Congratulations You Have Built a Globus
We read with amusement “Dear friend, you have built a Kubernetes” and “Dear Sir, You have built a compiler”, two tongue-in-cheek commentaries on the tendency to build quick-and-dirty scripts because the best-of-breed solution is “overkill”. We said, “someone should write one of those for Globus”, but were of course too busy/lazy to do so. But then we realized that we could ask an AI. Prompting ChatGPT o1 with “Please write a version of the following that is about Globus rather than Kubernetes {followed by text at URL}” produced the following text, which is pretty much spot on.
Dear friend,
I’m afraid to inform you that you have built a Globus. I know you only wanted a “simple system” to transfer data between a couple HPC clusters and your laptop. You said, “Globus is overkill” and “we can handle this with basic SSH and some scripts,” and yet, six months later, you have a pile of Python, Bash, and half-baked APIs that break every time someone tries to move a file larger than a few gigabytes—or tries to authenticate with something besides a shared SSH key. Surely, switching to \texttt{rsync} would have solved everything; at least that way, you’d be relying on a standard file synchronization tool. But hold on, you realize \texttt{rsync} alone doesn’t solve identity and credential management, or let you queue large transfers in the background. “Do I really need a separate mechanism for user authentication, server endpoints, concurrency control, error handling, and encryption?” you ask yourself. “Surely not; our data flows are so simple—just HPC cluster A, HPC cluster B, a staging server, and a handful of users.” And so you march on, adding yet another set of scripts for user tokens, partial transfers, error retries, certain that this will be the last patch job you need to maintain this tangle of one-off solutions.
But wait—eventually, you realize you need to support external collaborators at other institutions. Now you have to deal with multiple ID providers, each with its own password policies and group membership tools. Tired, you spin up a homegrown identity bridging service and keep track of “trust relationships” in a JSON file that nobody dares edit. One of your team members suggests connecting everything via a single OIDC server. After that, you’re sure the authentication complexity will be gone forever.
Except if you quit or go on vacation, who’s going to maintain this labyrinth of scripts, credential wrappers, and half-documented endpoint definitions? The fragile multiplexing you set up over \texttt{ssh} tunnels? Who will remember the ephemeral ephemeral “temp space” mounting procedures that only you seemed to understand? So you think, “Let’s keep it all under control with Ansible or Terraform, so we can treat our HPC endpoints as version-controlled, ready-to-spawn clones.” Certainly, you say, this is going to be simpler and easier to maintain than just using Globus. What glorious engineering, indeed. In the final stretch of your journey to avoid building a Globus, your manager tells you that your transfer service must also handle user file sharing and direct HTTPS links for collaborators who refuse to learn \texttt{scp}. Handling sharing via ephemeral tokens requires you to design a brand-new sign-and-verify scheme. “Not my problem,” says your manager. So you write a separate token service that checks each user’s privileges and logs every operation. Done at last, you say to yourself—without having to build a Globus. A user-friendly interface, robust transfer engine, identity federation, multi-endpoint concurrency, ephemeral tokens, an API to manage shares. Dear friend, you have built a Globus.

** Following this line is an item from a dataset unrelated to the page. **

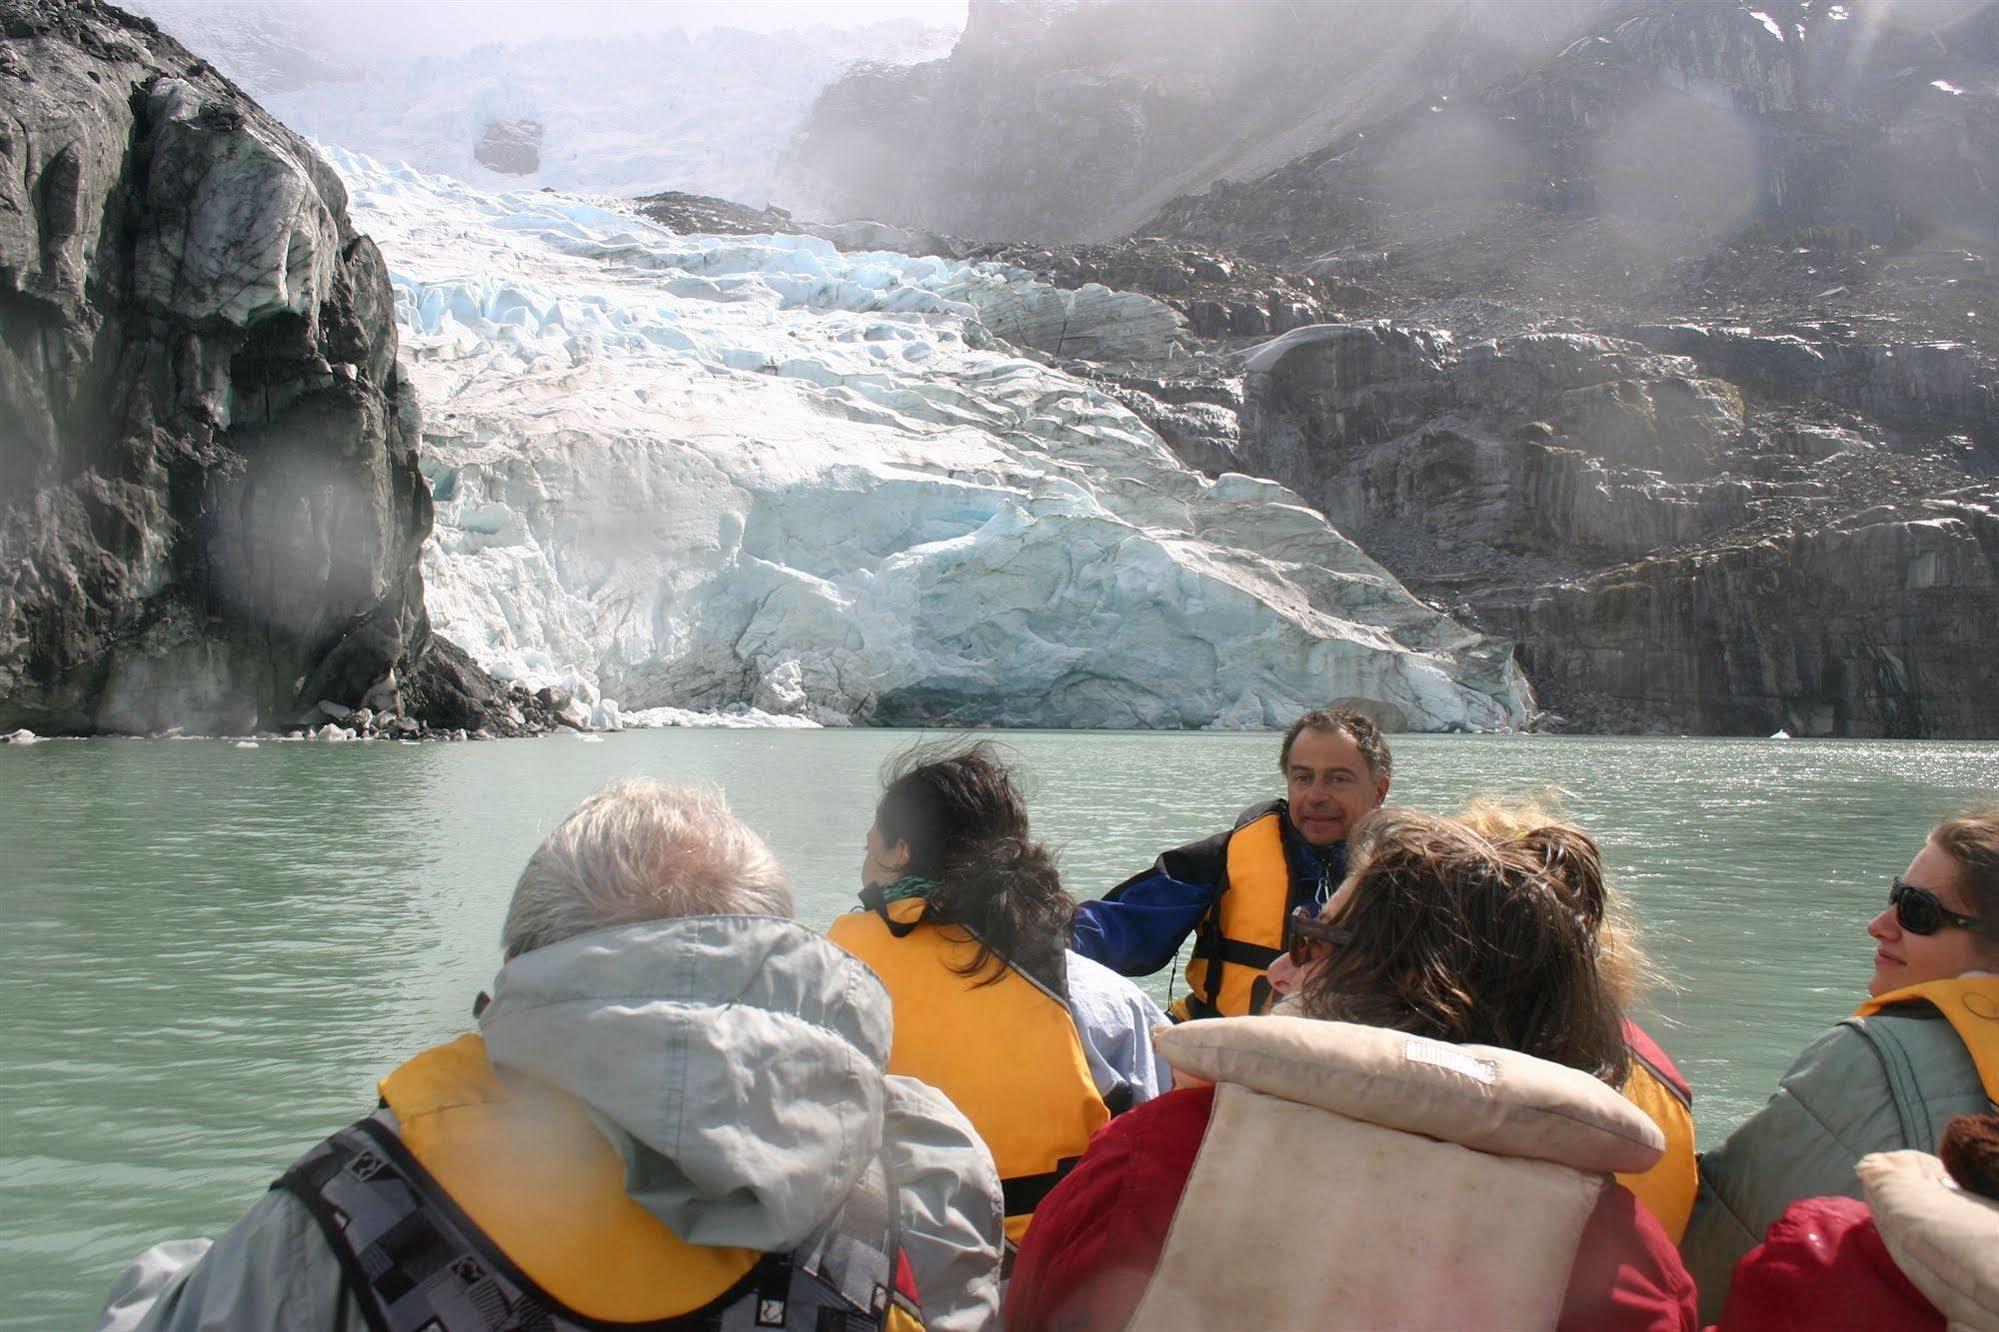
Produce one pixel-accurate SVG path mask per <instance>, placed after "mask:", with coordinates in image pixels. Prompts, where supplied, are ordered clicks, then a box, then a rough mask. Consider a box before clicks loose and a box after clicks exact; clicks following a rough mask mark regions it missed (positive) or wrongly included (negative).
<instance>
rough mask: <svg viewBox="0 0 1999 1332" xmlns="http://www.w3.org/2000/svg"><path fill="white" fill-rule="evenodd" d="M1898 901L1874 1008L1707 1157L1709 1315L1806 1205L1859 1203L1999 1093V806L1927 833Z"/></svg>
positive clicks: (1818, 1042)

Addressed to: Those who wanted to avoid Globus.
P.S. I don’t mean to imply that you can never roll your own data transfer and sharing system that suits your needs better than Globus, nor that Globus itself is without any complexity. I just want to gently caution you, dear friend, to consider why Globus exists—and the pains it solves—before embarking on the joyfully maddening quest of building it yourself.
We would like to thank everyone whose enthusiasm for Globus helped train the AI!